PF APONTA FLUXO MILIONÁRIO ENTRE MC RYAN, DEOLANE E ONG DE NEYMAR E LEVANTA SUSPEITA DE “LIMPEZA DE IMAGEM”

A Polícia Federal do Brasil identificou movimentações financeiras suspeitas envolvendo o funkeiro Ryan Santana dos Santos, a influenciadora Deolane Bezerra e o Instituto Projeto Neymar Jr. Segundo a investigação, Deolane teria atuado como uma espécie de “conta de passagem”, repassando valores com o objetivo de dar aparência lícita a recursos de origem suspeita.

Os dados fazem parte da Operação Narco Fluxo, que apura um suposto esquema bilionário de lavagem de dinheiro. De acordo com a PF, Deolane movimentou R$ 5,3 milhões em apenas 47 dias, entre maio e junho de 2025. Nesse período, ela recebeu R$ 430 mil de uma produtora ligada a MC Ryan e, na sequência, transferiu R$ 1,16 milhão ao Instituto Neymar Jr, além de R$ 1,1 milhão a uma empresa de blindagem de veículos.

A investigação aponta que a transferência entre MC Ryan e Deolane não apresenta justificativa comercial clara. Para os investigadores, o repasse reforça a existência de um “ecossistema financeiro comum” entre os envolvidos, com circulação de recursos entre pessoas já investigadas por crimes como lavagem de dinheiro e associação criminosa.
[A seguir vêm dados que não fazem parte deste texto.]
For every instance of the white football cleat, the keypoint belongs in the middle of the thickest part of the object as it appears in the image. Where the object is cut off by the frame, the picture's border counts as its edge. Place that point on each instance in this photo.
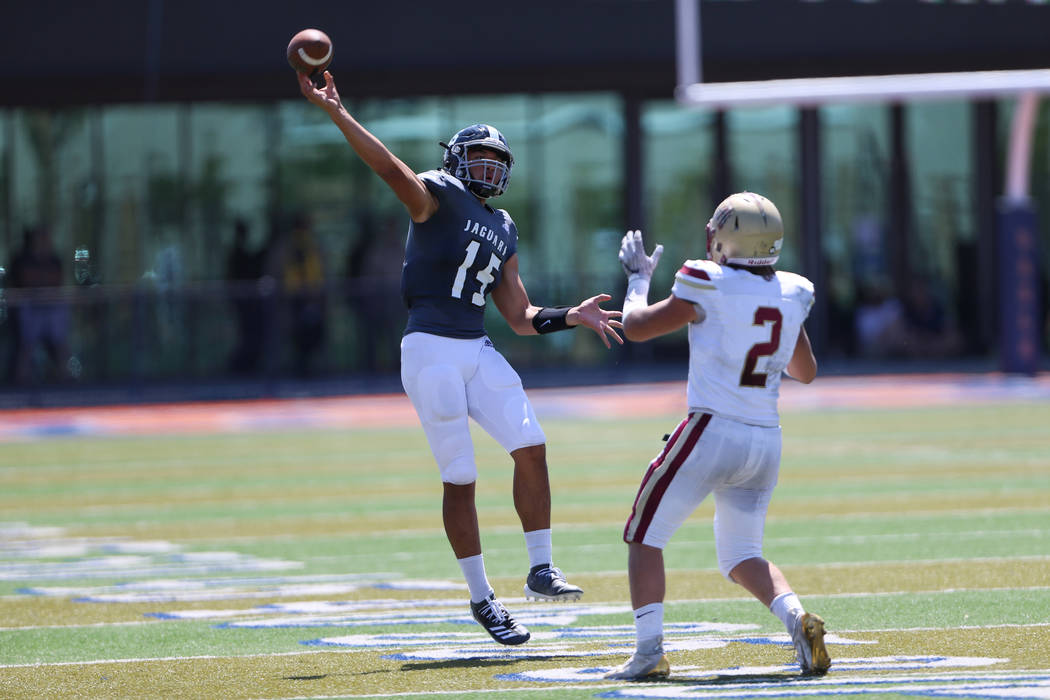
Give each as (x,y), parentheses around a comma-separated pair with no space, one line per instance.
(642,666)
(809,639)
A Polícia Federal também levanta a hipótese de que doações à ONG ligada ao jogador Neymar teriam sido usadas como estratégia de “limpeza de imagem”. Apesar disso, tanto o atleta quanto o instituto não são alvos da investigação.

MC Ryan foi preso na última quarta-feira (15) como apontado líder do esquema investigado. Ao todo, 33 pessoas foram detidas na operação, incluindo nomes conhecidos nas redes sociais e no meio do entretenimento digital.

Entre os presos estão o funkeiro Marlon Brendon Coelho Couto Silva, o influenciador Raphael Sousa Oliveira e o casal Chrys Dias e Débora Paixão.

Deolane Bezerra já havia sido presa anteriormente, em setembro de 2024, no Recife, também sob suspeita de envolvimento em esquemas de lavagem de dinheiro e apostas ilegais. Na ocasião, ela foi liberada poucos dias depois.

As investigações seguem em andamento e devem aprofundar o rastreamento das movimentações financeiras para identificar a origem e o destino final dos recursos.